Se algum colorado acreditava que Enner Valencia estava fazendo corpo mole no Inter, que forçava a sua saída do Beira-Rio, que não queria mais ficar e honrar o contrato até junho de 2026, as hipóteses caíram por terra com a apresentação do atleta no embate do Equador contra o Brasil pelas Eliminatórias, na sexta-feira (6).
Ele reproduziu o seu triste ocaso: falhas primárias de passes, dificuldade de dribles e chutes para fora.

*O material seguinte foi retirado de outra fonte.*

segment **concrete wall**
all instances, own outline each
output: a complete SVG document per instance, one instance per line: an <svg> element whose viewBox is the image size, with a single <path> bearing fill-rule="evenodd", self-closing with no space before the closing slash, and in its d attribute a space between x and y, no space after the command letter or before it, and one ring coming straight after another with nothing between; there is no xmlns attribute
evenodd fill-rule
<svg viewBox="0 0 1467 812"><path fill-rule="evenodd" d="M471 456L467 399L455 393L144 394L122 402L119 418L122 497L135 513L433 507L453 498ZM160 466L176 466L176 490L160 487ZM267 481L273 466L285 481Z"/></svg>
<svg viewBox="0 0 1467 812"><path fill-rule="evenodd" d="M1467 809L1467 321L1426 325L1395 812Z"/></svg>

Foi uma extensão desleixada do Enner desmotivado e apático que vimos nas recentes exibições do Brasileirão.
No clube gaúcho, seu último gol ocorreu em 13 de julho, na desclassificação do Colorado para o Juventude, no Alfredo Jaconi, na terceira fase da Copa do Brasil. E isso que ele errou o primeiro pênalti, e teve a chance de repetir.
O que está acontecendo com o atacante ninguém sabe. São nove jogos e 59 dias sem pontuar. A camiseta 13 vem se consagrando como um número de azar.
Ele não desaprendeu a jogar nem se aproxima da aposentadoria aos 34 anos, porém experimenta um bloqueio criativo que não permite nenhum gol, ainda que se encontre livre e desimpedido na frente do goleiro. A realidade é que ele nunca foi o mesmo desde a derrota para o Fluminense em 2023, na semifinal da Libertadores, quando cometeu sacrilégios imperdoáveis de pontaria tanto em cabeçada quanto com seu canhão destro.
Talvez a explicação resida na própria carreira ciclotímica de Enner. Ele é de lua, de fases.
Sua abstinência não é nenhuma novidade. O centroavante equatoriano já passou 31 jogos e 300 dias sem balançar as redes com a camisa do Tigres, do México, entre 2019 e 2020. Ou seja, o desespero atual não é nem um terço do que ele já viveu.
Em sua trajetória, há várias greves de comemoração maiores do que no Inter: 11 jogos sem marcar no Emelec (2012), 23 jogos sem marcar no mesmo Emelec na temporada seguinte (2013), 10 jogos sem marcar no West Ham (2014/2015), 20 jogos sem marcar no mesmo West Ham na temporada seguinte (2016), 11 jogos sem marcar no Everton (2016/2017).
É uma constância desaparecer de repente, apequenar-se, sucumbir à zaga adversária e amargar uma seca de dezenas de rodadas.
Mostra-se um artilheiro que depende totalmente da confiança. Precisa se sentir amado mais do que cobrado. Nesse sentido, as vaias jamais o ajudarão a se reerguer. Ele tem consciência das suas dívidas morais, mas seu psicológico é suscetível às frustrações das derrotas e eliminações do ano.
Quanto mais tenta, mais se vê incapaz de sair da zica.
Devemos encorajá-lo, resgatá-lo do fundo do poço, firmar sua adaptação. Não dá para deixá-lo ilhado em seu trauma.
Ele chegou ao Inter voando, após seu melhor desempenho pelo time turco Fenerbahçe. Acumulou 33 gols em 48 jogos, numa média de 0,68 por partida, além de sete assistências. Terminou o calendário europeu como o quarto principal goleador do continente, atrás apenas de Haaland, Mbappé e Kyogo Furuhashi.
Não podemos ignorar seus momentos bons. Afinal, não fez 178 gols à toa, muito menos se transformou no maior artilheiro da seleção do Equador com 41 gols por acaso.
Com duas Copas do Mundo nas costas, Enner só irá ressurgir e aliviar o peso do coração com o apoio da torcida. A torcida cura.